Therapist Information
- Full name, credentials, and licence number
- Licence type and issuing state
- NPI number
- Supervisory status (if applicable)
- Areas of specialisation
Nature of Services
- Therapeutic approach(es) used
- Session format, length, and frequency
- Collaborative nature of therapy
Risks and Benefits
- Specific benefits of therapy
- Specific risks, including modality-specific risks
- No guarantee of outcomes
- Right to discuss alternatives
Confidentiality
- Scope of confidentiality protection
- All mandatory reporting exceptions (child abuse, elder abuse, danger to self, danger to others)
- Tarasoff duty as applicable in your state
- Court order exception
- Insurance disclosure requirements
- HIPAA Notice of Privacy Practices (may be separate document)
Fees and Payment
- Fee schedule for all service types
- Payment timing and methods
- Insurance billing procedures
- Good Faith Estimate (self-pay clients)
- Fee increase notice policy
Cancellation Policy
- Required notice period
- Late cancellation and no-show fees
- Insurance disclaimer for missed session fees
Emergency Procedures
- Crisis resources (988, 911, local crisis line)

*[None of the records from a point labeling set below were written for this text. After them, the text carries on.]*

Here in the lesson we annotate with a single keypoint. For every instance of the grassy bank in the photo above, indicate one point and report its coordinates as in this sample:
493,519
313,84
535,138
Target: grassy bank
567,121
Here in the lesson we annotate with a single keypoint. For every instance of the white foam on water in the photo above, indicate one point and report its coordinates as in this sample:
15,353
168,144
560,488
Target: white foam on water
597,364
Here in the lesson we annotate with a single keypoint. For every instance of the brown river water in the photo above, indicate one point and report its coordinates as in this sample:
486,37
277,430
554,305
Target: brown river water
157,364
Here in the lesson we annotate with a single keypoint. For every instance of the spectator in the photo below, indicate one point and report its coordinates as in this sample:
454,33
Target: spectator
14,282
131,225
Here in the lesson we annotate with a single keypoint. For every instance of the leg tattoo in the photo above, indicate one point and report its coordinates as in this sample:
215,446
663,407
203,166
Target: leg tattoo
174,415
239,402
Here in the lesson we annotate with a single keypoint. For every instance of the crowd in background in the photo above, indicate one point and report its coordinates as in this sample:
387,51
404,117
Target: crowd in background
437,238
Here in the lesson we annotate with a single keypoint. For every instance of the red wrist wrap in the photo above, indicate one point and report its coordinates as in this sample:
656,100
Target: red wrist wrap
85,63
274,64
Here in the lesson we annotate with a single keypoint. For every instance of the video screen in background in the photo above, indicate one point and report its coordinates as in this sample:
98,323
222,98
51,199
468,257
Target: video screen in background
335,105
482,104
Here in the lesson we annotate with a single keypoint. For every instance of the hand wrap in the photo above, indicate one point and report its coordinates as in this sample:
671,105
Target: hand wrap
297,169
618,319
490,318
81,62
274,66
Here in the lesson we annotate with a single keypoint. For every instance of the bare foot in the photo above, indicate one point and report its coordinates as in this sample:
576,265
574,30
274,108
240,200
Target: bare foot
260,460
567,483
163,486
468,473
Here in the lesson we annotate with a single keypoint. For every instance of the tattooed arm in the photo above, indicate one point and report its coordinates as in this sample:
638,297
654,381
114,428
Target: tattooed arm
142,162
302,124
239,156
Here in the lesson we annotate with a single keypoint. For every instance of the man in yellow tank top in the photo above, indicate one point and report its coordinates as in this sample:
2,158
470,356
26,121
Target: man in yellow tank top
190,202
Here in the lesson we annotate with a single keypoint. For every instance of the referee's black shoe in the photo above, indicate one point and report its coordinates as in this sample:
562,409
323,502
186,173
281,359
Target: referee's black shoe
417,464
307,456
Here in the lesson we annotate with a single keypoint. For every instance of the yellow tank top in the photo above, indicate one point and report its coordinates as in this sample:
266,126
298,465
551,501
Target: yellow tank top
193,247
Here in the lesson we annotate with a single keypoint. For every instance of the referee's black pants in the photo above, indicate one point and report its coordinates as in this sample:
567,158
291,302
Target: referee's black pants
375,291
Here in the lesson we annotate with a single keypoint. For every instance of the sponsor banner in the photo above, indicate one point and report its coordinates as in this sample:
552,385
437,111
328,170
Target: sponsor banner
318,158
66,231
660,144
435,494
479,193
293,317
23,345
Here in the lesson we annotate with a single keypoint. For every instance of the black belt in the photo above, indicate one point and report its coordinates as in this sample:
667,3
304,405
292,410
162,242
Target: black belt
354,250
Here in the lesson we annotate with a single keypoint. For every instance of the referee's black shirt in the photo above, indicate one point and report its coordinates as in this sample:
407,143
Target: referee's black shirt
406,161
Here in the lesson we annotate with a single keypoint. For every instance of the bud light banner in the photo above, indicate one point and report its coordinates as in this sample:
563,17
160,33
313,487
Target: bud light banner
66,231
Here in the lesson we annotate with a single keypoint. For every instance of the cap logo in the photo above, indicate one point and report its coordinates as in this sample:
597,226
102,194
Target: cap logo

- Therapist availability outside sessions
- Message response time expectations
Client Rights
- Right to ask questions
- Right to refuse interventions
- Right to access records
- Right to terminate therapy
- Right to file a complaint (with board contact information)
Technology and Telehealth (if applicable)
- Telehealth platform and security measures
- Telehealth-specific risks
- Technology and AI tool disclosures
- Recording and transcription policies
- Client right to opt out of technology features
Couples/Family/Group Addenda (if applicable)
- Confidentiality policies specific to the modality
- No-secrets or limited-secrets policy
- Individual session policies
Signatures
- Client signature and date
- Therapist signature and date
- Parent/guardian signature (for minors)
- Witness signature (if required by state)
Final Considerations
Building an informed consent process that is both legally defensible and clinically valuable is one of the highest-leverage activities in a therapy practice. A thorough consent form protects your licence. A thoughtful consent conversation builds the alliance that makes therapy work.
Review your consent form against the standards outlined here. Check it against your state’s specific requirements. Ask a colleague or a healthcare attorney to review it. And remember that the form is not the consent – the ongoing, collaborative, transparent relationship with your client is.
The therapists who face the fewest board complaints and malpractice claims are not the ones with the longest consent forms. They are the ones who treat informed consent as a living part of the therapeutic relationship – revisiting it when circumstances change, welcoming questions, and using the consent conversation as an opportunity to demonstrate the respect and transparency that define ethical clinical practice.